Clippings from my Kindle

Nearly a year ago I got my Kindle. A few months after that, I figured out how to create highlights. Here are a few Clippings from my Kindle.


God is the only Being in this world who knows fully why He created me. Therefore, He directs my life. Husbands cannot give us purpose. God may choose marriage for part of our ministry. Our future husbands are not mapping out the course of our lives; instead, they are mates designed to join us on the path God has for us (and vice versa). Cheryl McKay, Finally the Bride

I bethought me that a bird capable of addressing a man must have the right of a man to a civil answer; perhaps, as a bird, even a greater claim. George MacDonald, Lilith

If two madmen had ever agreed on anything they might have conquered the world. G. K. Chesterton

I often say I’d rather be alone than with the wrong person, even if the wrong person feels right for a while. It’s not worth getting in the way of, or delaying, God’s true calling on my life. Cheryl McKay

I realized that every woman should hold out for a prince – especially if her Father is the King. Christopher Pence

God is a romancer. No one can match His love. No one in this world can love me more than Him. None. My search to find a love greater is fruitless. God’s love is unmatched. We search for many things to fill our God-sized holes. Only He can fill. Only He can fulfill. Only He can reach. Cheryl McKay, Finally the Bride

She fetched him meat and drynke [drink] plenty, Lyke [like] a true wedded wyfe [wife]. Ancient ballad of Robin Hood’s Merry Men

God tells me things on a need-to-know basis. Apparently, He doesn’t think I need to know anything. Cheryl McKay

I say you shall yet weary
Of the working of your word,
That stricken spirits never strike
Nor lean hands hold a sword.
G. K. Chesterton, The Ballad of the White Horse

Follow the passions of your heart, as the Lord allows. Cheryl McKay

And the whole world turned over and came upright. G. K. Chesterton

You, my dear Lord, are all I need. For today. Please don’t change my life one day too soon. Cheryl McKay

First Plunge

I heard of him a long time ago. I often saw him quoted – sometimes by C. S. Lewis. Writers and reviewers praised him as a man of imagination, an artist who brought together the beautiful, the fantastical, and the spiritual. I saw him ranked with C. S. Lewis and J. R. R. Tolkien, one of the godfathers of Christian speculative fiction. But I never bothered with his work myself.

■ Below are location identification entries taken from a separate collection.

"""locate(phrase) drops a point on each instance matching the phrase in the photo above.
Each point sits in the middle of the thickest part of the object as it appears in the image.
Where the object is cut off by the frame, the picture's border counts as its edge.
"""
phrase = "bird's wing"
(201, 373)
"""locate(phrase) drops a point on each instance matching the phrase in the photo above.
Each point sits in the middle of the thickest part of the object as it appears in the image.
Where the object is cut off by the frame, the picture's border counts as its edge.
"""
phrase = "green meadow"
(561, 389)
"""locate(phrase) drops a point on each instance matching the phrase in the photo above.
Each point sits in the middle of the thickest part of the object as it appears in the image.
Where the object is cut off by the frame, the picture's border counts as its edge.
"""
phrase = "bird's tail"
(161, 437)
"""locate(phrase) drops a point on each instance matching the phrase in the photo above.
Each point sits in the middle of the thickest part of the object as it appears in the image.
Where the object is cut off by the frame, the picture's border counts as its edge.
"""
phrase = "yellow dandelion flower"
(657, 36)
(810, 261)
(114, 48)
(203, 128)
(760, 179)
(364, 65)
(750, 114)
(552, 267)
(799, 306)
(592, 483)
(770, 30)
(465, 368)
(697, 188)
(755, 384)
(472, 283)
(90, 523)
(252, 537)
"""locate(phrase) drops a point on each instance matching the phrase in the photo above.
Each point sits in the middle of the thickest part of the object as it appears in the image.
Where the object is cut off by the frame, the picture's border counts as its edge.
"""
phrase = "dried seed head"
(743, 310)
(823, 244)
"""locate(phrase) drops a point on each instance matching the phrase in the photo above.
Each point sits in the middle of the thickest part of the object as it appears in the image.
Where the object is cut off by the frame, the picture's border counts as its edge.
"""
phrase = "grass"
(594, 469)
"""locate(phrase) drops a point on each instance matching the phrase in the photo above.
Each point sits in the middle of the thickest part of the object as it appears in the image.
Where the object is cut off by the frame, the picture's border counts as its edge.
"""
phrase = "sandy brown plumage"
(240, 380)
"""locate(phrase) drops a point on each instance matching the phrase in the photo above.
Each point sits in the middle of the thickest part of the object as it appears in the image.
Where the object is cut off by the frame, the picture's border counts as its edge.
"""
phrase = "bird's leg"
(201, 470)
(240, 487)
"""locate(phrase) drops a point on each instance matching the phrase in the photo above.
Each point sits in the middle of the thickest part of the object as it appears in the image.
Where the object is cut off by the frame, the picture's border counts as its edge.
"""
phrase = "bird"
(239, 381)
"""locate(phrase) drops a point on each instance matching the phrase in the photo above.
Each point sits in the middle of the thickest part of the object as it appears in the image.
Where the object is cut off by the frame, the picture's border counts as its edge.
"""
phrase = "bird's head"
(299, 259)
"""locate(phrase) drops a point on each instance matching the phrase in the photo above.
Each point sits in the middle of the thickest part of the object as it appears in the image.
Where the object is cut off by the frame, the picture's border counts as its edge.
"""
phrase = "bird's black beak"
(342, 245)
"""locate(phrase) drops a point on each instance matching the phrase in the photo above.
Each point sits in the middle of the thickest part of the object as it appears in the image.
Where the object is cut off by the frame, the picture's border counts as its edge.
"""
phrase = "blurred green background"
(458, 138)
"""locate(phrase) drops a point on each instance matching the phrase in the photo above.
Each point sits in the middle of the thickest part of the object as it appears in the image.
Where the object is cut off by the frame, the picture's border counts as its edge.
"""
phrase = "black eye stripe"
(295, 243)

Then, while browsing a library shelf for books for my younger sisters, I saw it: The Complete Fairy Tales, by George MacDonald. I’d heard good things about MacDonald. I liked fairy tales. I picked the book up.

Now I can hold up my head among my fellow SF fans: I have read George MacDonald. My first taste was The Light Princess. This fairy tale begins, as is traditional, with a king and queen having a baby. In writing the invitations to her christening, the king forgot the Princess Makemnoit – which was “awkward”, the narrator tells us, because she was his sister, and “imprudent”, because she was a witch.

So – well, you all know. The witch went to the christening anyway and got revenge for the slight by putting a spell on the child. By the spell she deprived the princess of all her gravity – both in body and in soul.

I wasn’t surprised that MacDonald used the old formula: an evil witch, an enchanted princess, a brave prince. That he made an ingenuous story with it did not surprise me, either. What did was that he told the fairy tale with a sense of humor and even a sense of parody.

The greatest example of MacDonald’s parody was the metaphysicians Hum-Drum and Kopy-Keck. But often it flashes through in smaller ways. He uses the old trope of provoking the witch by not inviting her, and in that very act observes, “Of course somebody was forgotten. Now it does not generally matter if somebody is forgotten, only you must mind who.”

The humor manifests itself in several ways. One of these is puns. George MacDonald has often been called a great writer, and puns have often been called the lowest form of humor, so this seems a little odd –  even if MacDonald’s puns are sometimes so clever they cannot be understood without footnotes.

Another manifestation is asides that are half humor and half (indicting) social commentary. In telling how the king forgot his disinherited sister, MacDonald writes, “But poor relations don’t do anything to keep you in mind of them. Why don’t they? The king could not see into the garret she lived in, could he?”

And later, when the prince “lost sight of his retinue in a great forest”: “These forests are very useful in delivering princes from their courtiers, like a sieve that keeps back the bran. Then the princes get away to follow their fortunes. In this they have the advantage of the princesses, who are forced to marry before they have had a bit of fun. I wish our princesses got lost in a forest sometimes.”

Neither does MacDonald fail to draw out the humor – and fun – involved in having a princess with no gravity. He brings out, too, the loss and misfortune of it. In one passage, he tells of the Light Princess that “she would laugh like the very spirit of fun; only in her laugh there was something missing. What it was, I find myself unable to describe. I think it was a certain tone, depending upon the possibility of sorrow – morbidezza, perhaps. She never smiled.”